Violence kills another 17 in Pakistan economic hub

KARACHI, Aug 21, 2011 (AFP) - At least 17 people were killed over the weekend in Karachi as part of the worst criminal and ethnic violence to hit Pakistan's commercial hub for 16 years, officials said Sunday.

"At least 11 people have been killed in targeted attacks since 9:00 am (0400 GMT) on Saturday," a senior police official told AFP by telephone.

Speaking on condition of anonymity, he said the Lyari slum, a stronghold of the ruling Pakistan People's Party, was tense as violence forced markets and commercial centres to close.

Another official confirmed the casualties and said the bodies of six other kidnapped victims were found dumped in different neighbourhoods on Sunday.

Criminal gangs involved in extortion were now resorting to abductions and dumping the bodies of their victims to "spread panic" in the city, he told AFP on condition of anonymity because he was not authorised to speak to the media.

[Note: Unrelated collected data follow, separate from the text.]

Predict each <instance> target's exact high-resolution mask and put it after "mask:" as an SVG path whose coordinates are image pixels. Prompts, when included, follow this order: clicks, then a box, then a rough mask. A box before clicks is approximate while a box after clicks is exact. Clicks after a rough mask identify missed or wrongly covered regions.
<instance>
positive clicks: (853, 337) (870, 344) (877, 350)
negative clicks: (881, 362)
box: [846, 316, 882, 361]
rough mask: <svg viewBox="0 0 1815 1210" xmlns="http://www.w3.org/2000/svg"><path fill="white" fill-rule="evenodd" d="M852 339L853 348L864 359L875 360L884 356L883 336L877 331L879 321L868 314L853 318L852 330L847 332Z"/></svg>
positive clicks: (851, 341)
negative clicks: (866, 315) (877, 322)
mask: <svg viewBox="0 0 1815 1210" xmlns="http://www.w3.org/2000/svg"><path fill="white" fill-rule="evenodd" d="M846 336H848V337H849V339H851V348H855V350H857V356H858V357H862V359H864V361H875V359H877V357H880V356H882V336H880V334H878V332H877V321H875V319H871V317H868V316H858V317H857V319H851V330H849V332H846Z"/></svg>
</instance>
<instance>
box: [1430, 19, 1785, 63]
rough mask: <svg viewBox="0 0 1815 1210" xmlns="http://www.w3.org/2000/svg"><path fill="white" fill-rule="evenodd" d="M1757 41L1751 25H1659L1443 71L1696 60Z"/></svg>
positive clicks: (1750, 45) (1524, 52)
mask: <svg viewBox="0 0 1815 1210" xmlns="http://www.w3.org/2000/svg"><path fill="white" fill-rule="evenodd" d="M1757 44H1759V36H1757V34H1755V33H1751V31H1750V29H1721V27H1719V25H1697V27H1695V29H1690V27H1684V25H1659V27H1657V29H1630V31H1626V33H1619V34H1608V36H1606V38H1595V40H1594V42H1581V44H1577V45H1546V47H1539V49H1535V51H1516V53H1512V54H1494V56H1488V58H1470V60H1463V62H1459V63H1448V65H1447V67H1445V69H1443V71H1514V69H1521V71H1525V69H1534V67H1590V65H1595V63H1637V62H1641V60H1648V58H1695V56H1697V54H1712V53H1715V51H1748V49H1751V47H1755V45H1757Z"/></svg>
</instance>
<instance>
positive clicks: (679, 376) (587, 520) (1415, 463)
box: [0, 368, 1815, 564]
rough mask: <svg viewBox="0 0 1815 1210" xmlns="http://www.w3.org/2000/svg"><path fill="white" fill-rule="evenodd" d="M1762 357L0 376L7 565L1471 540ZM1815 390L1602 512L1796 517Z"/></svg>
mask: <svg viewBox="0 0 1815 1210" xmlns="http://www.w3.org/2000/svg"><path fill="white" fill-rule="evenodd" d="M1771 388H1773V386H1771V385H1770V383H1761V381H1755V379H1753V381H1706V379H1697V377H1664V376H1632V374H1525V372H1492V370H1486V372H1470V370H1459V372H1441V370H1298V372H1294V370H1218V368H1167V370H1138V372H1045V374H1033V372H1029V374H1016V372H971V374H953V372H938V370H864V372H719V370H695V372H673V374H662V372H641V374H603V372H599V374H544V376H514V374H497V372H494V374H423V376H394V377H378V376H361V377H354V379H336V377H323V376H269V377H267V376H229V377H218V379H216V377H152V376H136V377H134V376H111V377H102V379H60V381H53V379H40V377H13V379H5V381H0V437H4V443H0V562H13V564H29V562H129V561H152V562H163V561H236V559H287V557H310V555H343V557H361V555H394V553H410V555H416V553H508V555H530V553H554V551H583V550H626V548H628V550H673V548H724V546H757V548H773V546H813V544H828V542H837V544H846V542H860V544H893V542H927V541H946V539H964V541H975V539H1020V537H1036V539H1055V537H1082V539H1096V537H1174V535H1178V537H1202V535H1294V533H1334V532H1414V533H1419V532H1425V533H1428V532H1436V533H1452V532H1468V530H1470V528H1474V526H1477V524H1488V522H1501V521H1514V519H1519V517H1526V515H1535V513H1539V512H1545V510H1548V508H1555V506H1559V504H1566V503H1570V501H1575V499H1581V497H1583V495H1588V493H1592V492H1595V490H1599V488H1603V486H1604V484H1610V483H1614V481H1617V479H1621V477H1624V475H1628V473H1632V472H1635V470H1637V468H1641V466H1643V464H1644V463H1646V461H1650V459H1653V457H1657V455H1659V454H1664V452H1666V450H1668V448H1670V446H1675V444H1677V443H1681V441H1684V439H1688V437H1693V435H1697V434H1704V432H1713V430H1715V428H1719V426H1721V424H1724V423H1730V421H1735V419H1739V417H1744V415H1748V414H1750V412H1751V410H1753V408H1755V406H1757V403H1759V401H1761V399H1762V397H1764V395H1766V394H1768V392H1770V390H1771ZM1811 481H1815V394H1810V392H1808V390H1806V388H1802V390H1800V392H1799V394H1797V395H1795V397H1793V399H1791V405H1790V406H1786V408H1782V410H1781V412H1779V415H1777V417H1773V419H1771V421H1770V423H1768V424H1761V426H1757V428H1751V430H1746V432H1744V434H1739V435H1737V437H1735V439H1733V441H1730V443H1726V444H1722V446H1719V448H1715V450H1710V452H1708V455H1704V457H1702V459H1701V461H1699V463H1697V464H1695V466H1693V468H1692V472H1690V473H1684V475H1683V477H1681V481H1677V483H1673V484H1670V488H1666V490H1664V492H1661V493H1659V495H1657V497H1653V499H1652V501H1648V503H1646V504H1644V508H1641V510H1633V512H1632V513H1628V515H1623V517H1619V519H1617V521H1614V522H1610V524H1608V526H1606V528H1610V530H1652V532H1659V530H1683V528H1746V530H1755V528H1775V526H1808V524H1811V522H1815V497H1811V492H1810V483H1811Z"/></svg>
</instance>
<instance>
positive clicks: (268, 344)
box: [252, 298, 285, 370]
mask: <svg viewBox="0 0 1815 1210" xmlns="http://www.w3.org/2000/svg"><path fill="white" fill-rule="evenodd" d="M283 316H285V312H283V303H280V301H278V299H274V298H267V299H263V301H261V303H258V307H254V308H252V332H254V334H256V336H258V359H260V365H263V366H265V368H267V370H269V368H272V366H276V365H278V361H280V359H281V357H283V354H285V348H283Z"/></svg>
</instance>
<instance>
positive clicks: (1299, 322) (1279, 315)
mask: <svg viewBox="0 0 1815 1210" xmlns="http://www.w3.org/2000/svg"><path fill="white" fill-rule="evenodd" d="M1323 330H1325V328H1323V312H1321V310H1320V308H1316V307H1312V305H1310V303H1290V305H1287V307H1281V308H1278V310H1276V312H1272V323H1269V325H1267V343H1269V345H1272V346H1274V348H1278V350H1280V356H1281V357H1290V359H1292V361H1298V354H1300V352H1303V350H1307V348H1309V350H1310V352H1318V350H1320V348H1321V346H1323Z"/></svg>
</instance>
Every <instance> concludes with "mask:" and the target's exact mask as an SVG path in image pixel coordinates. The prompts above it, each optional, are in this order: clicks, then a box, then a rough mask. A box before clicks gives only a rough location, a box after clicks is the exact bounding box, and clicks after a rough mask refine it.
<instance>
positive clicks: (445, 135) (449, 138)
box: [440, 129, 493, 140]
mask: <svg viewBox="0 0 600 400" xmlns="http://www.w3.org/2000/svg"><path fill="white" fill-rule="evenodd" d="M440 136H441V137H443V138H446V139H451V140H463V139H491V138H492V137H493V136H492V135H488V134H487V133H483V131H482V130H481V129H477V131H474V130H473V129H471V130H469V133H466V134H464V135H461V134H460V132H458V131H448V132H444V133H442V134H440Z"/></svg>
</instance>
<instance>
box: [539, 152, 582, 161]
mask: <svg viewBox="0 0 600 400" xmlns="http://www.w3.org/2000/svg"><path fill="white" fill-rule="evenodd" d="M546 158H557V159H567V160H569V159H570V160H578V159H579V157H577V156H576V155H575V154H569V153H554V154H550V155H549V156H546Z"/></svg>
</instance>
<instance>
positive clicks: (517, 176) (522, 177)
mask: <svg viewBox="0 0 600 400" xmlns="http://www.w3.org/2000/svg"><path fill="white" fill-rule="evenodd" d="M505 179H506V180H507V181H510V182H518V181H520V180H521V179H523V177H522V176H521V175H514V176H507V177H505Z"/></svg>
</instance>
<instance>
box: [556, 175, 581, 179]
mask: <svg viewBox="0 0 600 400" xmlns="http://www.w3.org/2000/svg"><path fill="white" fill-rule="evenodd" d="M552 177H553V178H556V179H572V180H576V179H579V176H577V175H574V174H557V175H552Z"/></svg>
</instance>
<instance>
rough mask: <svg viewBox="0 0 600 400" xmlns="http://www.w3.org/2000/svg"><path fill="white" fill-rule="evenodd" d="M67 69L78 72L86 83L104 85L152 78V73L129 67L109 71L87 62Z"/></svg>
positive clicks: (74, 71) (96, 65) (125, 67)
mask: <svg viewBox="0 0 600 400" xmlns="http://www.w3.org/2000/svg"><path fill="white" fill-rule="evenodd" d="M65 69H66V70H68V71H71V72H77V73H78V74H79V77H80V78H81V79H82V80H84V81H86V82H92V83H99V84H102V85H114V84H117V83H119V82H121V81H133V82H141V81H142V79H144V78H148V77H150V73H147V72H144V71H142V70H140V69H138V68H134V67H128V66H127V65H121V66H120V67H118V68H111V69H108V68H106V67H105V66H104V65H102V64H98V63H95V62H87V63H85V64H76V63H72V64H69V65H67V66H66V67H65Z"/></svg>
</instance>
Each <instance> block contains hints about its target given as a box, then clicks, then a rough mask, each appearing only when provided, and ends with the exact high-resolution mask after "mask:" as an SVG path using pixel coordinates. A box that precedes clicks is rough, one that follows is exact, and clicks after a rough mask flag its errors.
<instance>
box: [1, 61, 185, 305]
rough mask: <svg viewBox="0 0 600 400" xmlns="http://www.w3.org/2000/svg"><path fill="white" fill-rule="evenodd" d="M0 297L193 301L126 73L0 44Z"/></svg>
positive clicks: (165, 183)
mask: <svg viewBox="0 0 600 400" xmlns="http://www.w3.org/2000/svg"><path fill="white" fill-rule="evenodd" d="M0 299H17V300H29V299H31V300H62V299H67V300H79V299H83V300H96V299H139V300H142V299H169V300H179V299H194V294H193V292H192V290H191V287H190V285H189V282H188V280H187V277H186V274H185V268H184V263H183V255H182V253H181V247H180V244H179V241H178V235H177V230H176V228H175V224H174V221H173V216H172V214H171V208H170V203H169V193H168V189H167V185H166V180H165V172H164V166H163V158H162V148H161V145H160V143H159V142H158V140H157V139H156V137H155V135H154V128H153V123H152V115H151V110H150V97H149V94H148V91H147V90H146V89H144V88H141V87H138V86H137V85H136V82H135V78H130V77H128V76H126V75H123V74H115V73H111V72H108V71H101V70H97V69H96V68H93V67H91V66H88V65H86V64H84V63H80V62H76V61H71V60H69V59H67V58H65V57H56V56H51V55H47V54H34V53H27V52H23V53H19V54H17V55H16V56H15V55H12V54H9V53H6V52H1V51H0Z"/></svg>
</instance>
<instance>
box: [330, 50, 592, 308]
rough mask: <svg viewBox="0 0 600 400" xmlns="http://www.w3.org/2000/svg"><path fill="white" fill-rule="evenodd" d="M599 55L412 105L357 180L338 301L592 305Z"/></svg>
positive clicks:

On Saturday, officials said 65 people had been killed since last Wednesday.

The government has been left struggling for solutions to the worst wave of unrest to sweep the city since 1995, with extra deployments of police and paramilitary officers appearing unable to stem the troubles.

Spiralling unrest is a major source of concern in Pakistan's biggest city, which is used by NATO to ship the bulk of its supplies to troops fighting in Afghanistan and which accounts for around a fifth of the country's GDP.

The violence has been linked to ethnic tensions between the Mohajirs, the Urdu-speaking majority represented by the Muttahida Qaumi Movement (MQM), and Pashtun migrants affiliated to the Awami National Party (ANP).

Karachi, a city of 18 million inhabitants and the country's economic powerhouse, has seen its population explode since independence in 1947.